Vendanges : « Le gouvernement a fait un cadeau aux employeurs avant de partir »
Deux jours après le second tour des législatives, bien que défait dans les urnes, le gouvernement a signé un décret autorisant la suspension du repos hebdomadaire durant les vendanges. Une décision qui inquiète Philippe Cothenet, secrétaire général adjoint de l’intersyndicat CGT Champagne.

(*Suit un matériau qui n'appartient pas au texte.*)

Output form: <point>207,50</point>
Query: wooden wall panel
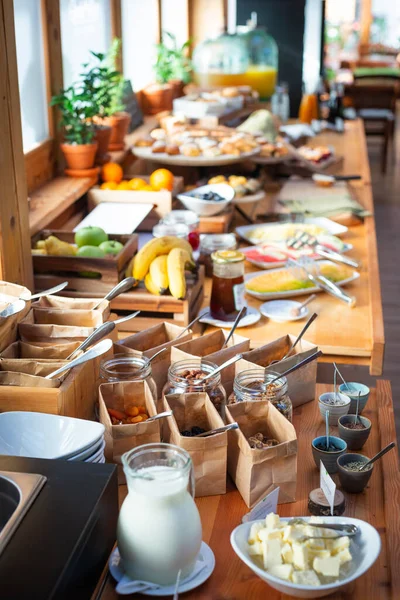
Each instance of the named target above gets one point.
<point>15,254</point>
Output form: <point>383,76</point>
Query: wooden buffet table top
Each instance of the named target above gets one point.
<point>344,335</point>
<point>378,504</point>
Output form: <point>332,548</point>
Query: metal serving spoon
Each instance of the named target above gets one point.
<point>97,350</point>
<point>123,286</point>
<point>100,332</point>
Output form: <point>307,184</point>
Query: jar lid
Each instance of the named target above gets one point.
<point>227,256</point>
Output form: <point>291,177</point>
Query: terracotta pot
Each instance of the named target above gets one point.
<point>102,137</point>
<point>157,98</point>
<point>119,123</point>
<point>177,87</point>
<point>79,156</point>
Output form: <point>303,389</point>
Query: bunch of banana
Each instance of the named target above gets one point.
<point>161,263</point>
<point>52,246</point>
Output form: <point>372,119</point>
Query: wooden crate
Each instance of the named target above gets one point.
<point>159,309</point>
<point>52,270</point>
<point>162,200</point>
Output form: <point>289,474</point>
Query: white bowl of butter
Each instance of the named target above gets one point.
<point>279,554</point>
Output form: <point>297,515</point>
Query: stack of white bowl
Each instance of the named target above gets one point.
<point>39,435</point>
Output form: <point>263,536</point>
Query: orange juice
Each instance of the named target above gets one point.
<point>260,77</point>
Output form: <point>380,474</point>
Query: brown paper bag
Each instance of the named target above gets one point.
<point>209,347</point>
<point>257,472</point>
<point>121,438</point>
<point>65,303</point>
<point>209,455</point>
<point>148,342</point>
<point>301,383</point>
<point>29,373</point>
<point>25,350</point>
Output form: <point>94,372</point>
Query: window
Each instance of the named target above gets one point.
<point>31,72</point>
<point>139,35</point>
<point>85,26</point>
<point>174,19</point>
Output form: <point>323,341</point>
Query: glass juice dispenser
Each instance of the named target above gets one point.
<point>247,57</point>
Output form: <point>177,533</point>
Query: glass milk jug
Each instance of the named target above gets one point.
<point>159,528</point>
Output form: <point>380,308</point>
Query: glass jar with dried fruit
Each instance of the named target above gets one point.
<point>185,376</point>
<point>255,384</point>
<point>128,368</point>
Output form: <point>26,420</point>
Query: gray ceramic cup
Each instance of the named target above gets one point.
<point>354,438</point>
<point>328,458</point>
<point>353,481</point>
<point>351,390</point>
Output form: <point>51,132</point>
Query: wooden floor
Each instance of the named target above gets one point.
<point>386,189</point>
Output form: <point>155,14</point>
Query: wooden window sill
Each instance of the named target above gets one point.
<point>53,198</point>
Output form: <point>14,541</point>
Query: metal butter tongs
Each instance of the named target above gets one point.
<point>306,268</point>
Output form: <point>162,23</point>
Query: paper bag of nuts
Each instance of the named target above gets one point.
<point>262,453</point>
<point>195,413</point>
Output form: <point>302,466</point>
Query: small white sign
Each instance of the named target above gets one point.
<point>327,485</point>
<point>263,508</point>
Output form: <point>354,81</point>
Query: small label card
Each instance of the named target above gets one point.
<point>327,485</point>
<point>263,508</point>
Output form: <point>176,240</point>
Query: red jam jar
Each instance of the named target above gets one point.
<point>227,296</point>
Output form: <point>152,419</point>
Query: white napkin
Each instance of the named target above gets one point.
<point>131,586</point>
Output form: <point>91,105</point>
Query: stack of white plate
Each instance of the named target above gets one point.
<point>38,435</point>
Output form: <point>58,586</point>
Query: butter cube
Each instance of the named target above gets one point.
<point>255,549</point>
<point>344,556</point>
<point>305,578</point>
<point>329,567</point>
<point>270,534</point>
<point>338,544</point>
<point>272,521</point>
<point>282,571</point>
<point>271,553</point>
<point>300,556</point>
<point>287,553</point>
<point>254,531</point>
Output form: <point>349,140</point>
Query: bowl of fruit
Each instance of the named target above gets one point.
<point>208,200</point>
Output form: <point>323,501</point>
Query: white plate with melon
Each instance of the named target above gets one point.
<point>364,549</point>
<point>281,283</point>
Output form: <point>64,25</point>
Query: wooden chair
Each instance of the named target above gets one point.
<point>375,103</point>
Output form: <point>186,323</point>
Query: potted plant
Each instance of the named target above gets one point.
<point>107,85</point>
<point>172,70</point>
<point>79,147</point>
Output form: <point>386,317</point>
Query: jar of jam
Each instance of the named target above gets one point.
<point>185,376</point>
<point>128,368</point>
<point>210,243</point>
<point>188,218</point>
<point>227,295</point>
<point>254,385</point>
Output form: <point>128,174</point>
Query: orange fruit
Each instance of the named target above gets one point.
<point>112,172</point>
<point>109,185</point>
<point>124,185</point>
<point>162,179</point>
<point>137,183</point>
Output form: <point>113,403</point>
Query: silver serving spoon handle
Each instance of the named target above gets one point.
<point>97,350</point>
<point>123,286</point>
<point>49,292</point>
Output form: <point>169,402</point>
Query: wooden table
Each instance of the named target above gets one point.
<point>344,335</point>
<point>378,504</point>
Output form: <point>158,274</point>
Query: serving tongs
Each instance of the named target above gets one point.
<point>306,268</point>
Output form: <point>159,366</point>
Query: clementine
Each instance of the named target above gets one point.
<point>162,179</point>
<point>112,172</point>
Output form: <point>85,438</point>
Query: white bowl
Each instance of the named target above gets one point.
<point>207,208</point>
<point>365,549</point>
<point>39,435</point>
<point>335,412</point>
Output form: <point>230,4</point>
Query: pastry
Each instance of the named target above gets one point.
<point>172,150</point>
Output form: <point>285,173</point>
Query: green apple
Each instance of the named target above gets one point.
<point>111,247</point>
<point>90,236</point>
<point>91,252</point>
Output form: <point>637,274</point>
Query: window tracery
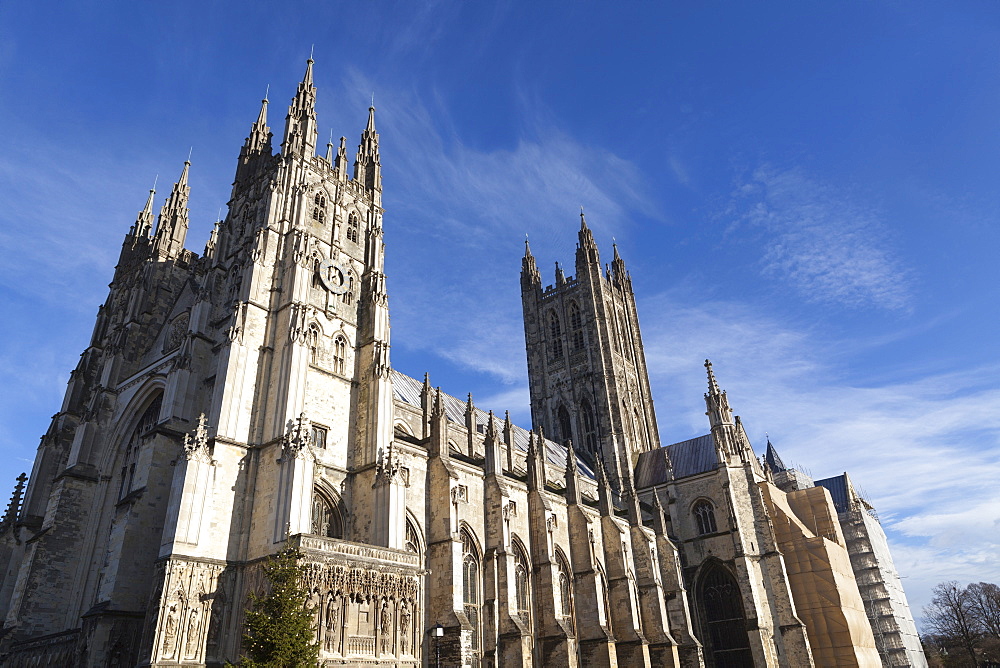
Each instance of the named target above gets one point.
<point>140,434</point>
<point>325,516</point>
<point>704,514</point>
<point>353,233</point>
<point>555,336</point>
<point>339,354</point>
<point>471,585</point>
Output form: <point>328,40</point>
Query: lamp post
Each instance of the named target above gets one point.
<point>438,632</point>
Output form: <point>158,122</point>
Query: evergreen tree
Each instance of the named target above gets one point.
<point>279,631</point>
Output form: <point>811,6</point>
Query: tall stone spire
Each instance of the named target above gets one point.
<point>530,276</point>
<point>300,124</point>
<point>367,166</point>
<point>726,432</point>
<point>144,220</point>
<point>618,271</point>
<point>719,412</point>
<point>586,248</point>
<point>259,139</point>
<point>171,228</point>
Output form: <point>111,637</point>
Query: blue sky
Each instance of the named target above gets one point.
<point>803,192</point>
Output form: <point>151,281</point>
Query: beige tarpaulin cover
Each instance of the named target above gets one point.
<point>822,581</point>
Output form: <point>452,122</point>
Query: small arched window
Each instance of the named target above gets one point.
<point>704,514</point>
<point>319,208</point>
<point>339,354</point>
<point>589,426</point>
<point>565,427</point>
<point>565,588</point>
<point>412,538</point>
<point>471,585</point>
<point>555,336</point>
<point>312,340</point>
<point>352,228</point>
<point>325,516</point>
<point>576,325</point>
<point>348,297</point>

C’est une mesure, choquante sur le fond, comme sur la forme. Défait dans les urnes, le gouvernement continue de signer des décrets. Et certains d’entre eux ne sont pas de la simple gestion des affaires courantes. Ainsi, le 9 juillet, Gabriel Attal a pris un décret autorisant la suspension du repos hebdomadaire durant la période des vendanges. Une décision antisociale pour des travailleurs saisonniers – bien souvent étrangers – déjà extrêmement précarisés. Une mesure dangereuse, surtout, alors que l’été dernier, quatre personnes sont mortes au travail durant cette période dans le vignoble champenois, du fait, notamment, d’une chaleur caniculaire. Une dangerosité que souligne Philippe Cothenet, secrétaire général adjoint de l’intersyndicat CGT Champagne.
Comment avez-vous réagi lorsque vous avez vu qu’un décret autorisant la suppression du jour de repos hebdomadaire avait été signé par Gabriel Attal, ce mercredi 9 juillet ?
Philippe Cothenet : On a appris la nouvelle hier (jeudi 10 juillet, N.D.L.R.). On n’a jamais été consultés sur un tel décret. Mais ça ne m’étonne pas tant que cela. Comme d’habitude, c’est à l’avantage de l’employeur. Auparavant, cet assouplissement devait être demandé auprès de la direction régionale du travail et il fallait justifier de « circonstances exceptionnelles ». Or les vendanges, ça arrive chaque année. Donc ce n’est pas vraiment exceptionnel. Il arrivait régulièrement que les demandes de dérogations soient refusées. Avec ce décret, cette obligation disparaît, c’est beaucoup plus light. Il faut juste « aviser » l’agent de contrôle. Point barre. Malgré tout, cela entérine une pratique qui existait déjà. En Champagne, plus de 1 000 sociétés prestataires participent aux vendanges. Et beaucoup d’entre elles ne sont pas très connues pour défendre le droit des travailleurs saisonniers.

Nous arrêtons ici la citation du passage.